Euan Prentis

The Old Public House of Hakodate

The crown jewel of Motomachi

Euan Prentis
Euan Prentis   - 2 min read

Walking through the uptown Motomachi district of Hakodate, it's hard to miss the wonderful Old Public Hall of Hakodate Ward, which crowns the flower lined street of Motoizaka. The pastel blues and yellows of this striking Western-style mansion is quite a sight, even compared to the other European-style houses dotted throughout the area.

The Old Public Hall dates back to 1909, being constructed following the destruction of the previous town assembly amidst the Great Fire of Hakodate of 1907. It was set up by local residents from voluntary funds of ¥58,000 (a great cost at the time), and acted as an assembly point, concert hall, and guesthouse for important public figures — It offered accommodation to future Taisho and Showa emperors, Crown Prince Yoshihito and Crown Prince Hirohito, in 1911 and 1922 respectively.
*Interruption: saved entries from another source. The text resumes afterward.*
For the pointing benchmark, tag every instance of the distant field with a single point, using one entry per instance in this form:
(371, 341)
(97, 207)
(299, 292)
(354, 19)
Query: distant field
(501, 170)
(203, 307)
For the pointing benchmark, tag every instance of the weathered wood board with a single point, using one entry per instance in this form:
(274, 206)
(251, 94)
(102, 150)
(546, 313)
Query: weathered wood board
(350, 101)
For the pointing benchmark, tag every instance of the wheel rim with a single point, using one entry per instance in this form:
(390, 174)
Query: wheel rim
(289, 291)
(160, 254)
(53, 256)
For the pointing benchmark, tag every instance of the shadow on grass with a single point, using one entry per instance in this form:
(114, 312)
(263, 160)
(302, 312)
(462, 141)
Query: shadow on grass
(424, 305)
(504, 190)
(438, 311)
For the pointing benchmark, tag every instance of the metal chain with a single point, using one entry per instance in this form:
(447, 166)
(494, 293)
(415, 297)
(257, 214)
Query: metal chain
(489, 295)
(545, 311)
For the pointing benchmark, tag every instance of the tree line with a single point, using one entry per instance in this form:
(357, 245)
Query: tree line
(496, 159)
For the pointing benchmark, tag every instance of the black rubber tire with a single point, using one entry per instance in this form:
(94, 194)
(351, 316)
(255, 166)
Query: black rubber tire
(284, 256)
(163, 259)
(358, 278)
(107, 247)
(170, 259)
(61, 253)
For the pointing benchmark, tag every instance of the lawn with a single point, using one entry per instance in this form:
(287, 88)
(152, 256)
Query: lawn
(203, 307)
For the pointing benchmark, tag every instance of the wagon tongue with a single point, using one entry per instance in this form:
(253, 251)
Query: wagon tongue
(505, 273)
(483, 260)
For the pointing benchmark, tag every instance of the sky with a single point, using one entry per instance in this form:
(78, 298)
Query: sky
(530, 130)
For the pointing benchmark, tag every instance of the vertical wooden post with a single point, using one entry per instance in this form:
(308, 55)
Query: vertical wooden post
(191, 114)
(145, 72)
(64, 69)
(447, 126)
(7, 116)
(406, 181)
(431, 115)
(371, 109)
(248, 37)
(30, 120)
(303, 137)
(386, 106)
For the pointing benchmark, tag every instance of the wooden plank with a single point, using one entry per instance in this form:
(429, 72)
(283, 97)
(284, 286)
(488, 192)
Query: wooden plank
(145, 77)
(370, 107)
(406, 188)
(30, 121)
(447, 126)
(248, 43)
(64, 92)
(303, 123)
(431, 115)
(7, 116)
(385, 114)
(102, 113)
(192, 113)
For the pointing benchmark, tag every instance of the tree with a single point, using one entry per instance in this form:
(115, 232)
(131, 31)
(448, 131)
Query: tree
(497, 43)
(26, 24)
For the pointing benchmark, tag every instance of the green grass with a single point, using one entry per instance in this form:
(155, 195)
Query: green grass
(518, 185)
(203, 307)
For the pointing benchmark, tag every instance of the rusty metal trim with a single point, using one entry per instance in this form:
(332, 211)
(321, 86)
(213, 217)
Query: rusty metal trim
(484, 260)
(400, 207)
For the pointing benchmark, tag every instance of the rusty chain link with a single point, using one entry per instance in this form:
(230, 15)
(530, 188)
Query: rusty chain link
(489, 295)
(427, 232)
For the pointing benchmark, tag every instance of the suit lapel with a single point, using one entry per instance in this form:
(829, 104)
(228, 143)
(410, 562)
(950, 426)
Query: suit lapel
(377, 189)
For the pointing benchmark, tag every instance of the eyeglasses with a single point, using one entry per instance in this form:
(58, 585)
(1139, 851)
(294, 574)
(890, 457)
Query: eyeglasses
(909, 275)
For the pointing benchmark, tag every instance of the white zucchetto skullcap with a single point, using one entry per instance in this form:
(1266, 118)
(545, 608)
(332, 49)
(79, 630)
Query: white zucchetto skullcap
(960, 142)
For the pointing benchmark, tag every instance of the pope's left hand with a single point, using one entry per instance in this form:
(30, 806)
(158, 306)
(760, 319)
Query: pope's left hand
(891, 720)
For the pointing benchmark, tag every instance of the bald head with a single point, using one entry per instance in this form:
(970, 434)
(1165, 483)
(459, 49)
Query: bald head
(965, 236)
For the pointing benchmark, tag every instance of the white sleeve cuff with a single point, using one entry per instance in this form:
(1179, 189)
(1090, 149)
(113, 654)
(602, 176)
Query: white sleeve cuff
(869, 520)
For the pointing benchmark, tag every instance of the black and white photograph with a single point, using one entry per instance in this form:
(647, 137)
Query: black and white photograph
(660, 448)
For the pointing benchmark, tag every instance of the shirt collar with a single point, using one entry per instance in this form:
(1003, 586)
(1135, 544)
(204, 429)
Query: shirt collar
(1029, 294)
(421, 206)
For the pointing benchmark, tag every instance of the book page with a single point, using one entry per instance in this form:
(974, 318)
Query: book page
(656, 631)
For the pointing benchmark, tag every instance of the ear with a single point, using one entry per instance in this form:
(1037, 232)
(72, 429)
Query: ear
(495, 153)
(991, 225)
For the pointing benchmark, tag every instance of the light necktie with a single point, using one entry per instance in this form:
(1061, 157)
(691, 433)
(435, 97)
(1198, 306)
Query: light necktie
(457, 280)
A ¥500 visit to the hall (¥250 for students) will grant an insight into the political and social life of Hakodate in this period, painting a picture of the strong communal mentality which bound these residents. They were supportive and passionate in their efforts to bring this space back to life, and incredibly cosmopolitan for the era in their embrace of Western design and culture. On the second floor, visitors may also access the balcony, which offers a sweeping view of the port and greater Hakodate area below.

The architecture and interior design really is a key selling point for the hall. Before going in, stop by Motomachi Park, resting at the mouth of the hall, and take a few moments to take in the pastel colours and symmetrical, column-bound structure designed by Asajiro Konishi. Inside, explore the distinctively 19th century furnishings and room layout, including some of the original photography gear used by Japanese photography pioneer, Kenzo Kobayashi.

For travellers to Hakodate who want a sharp idea of the essence of the city, this is a great site to stop by.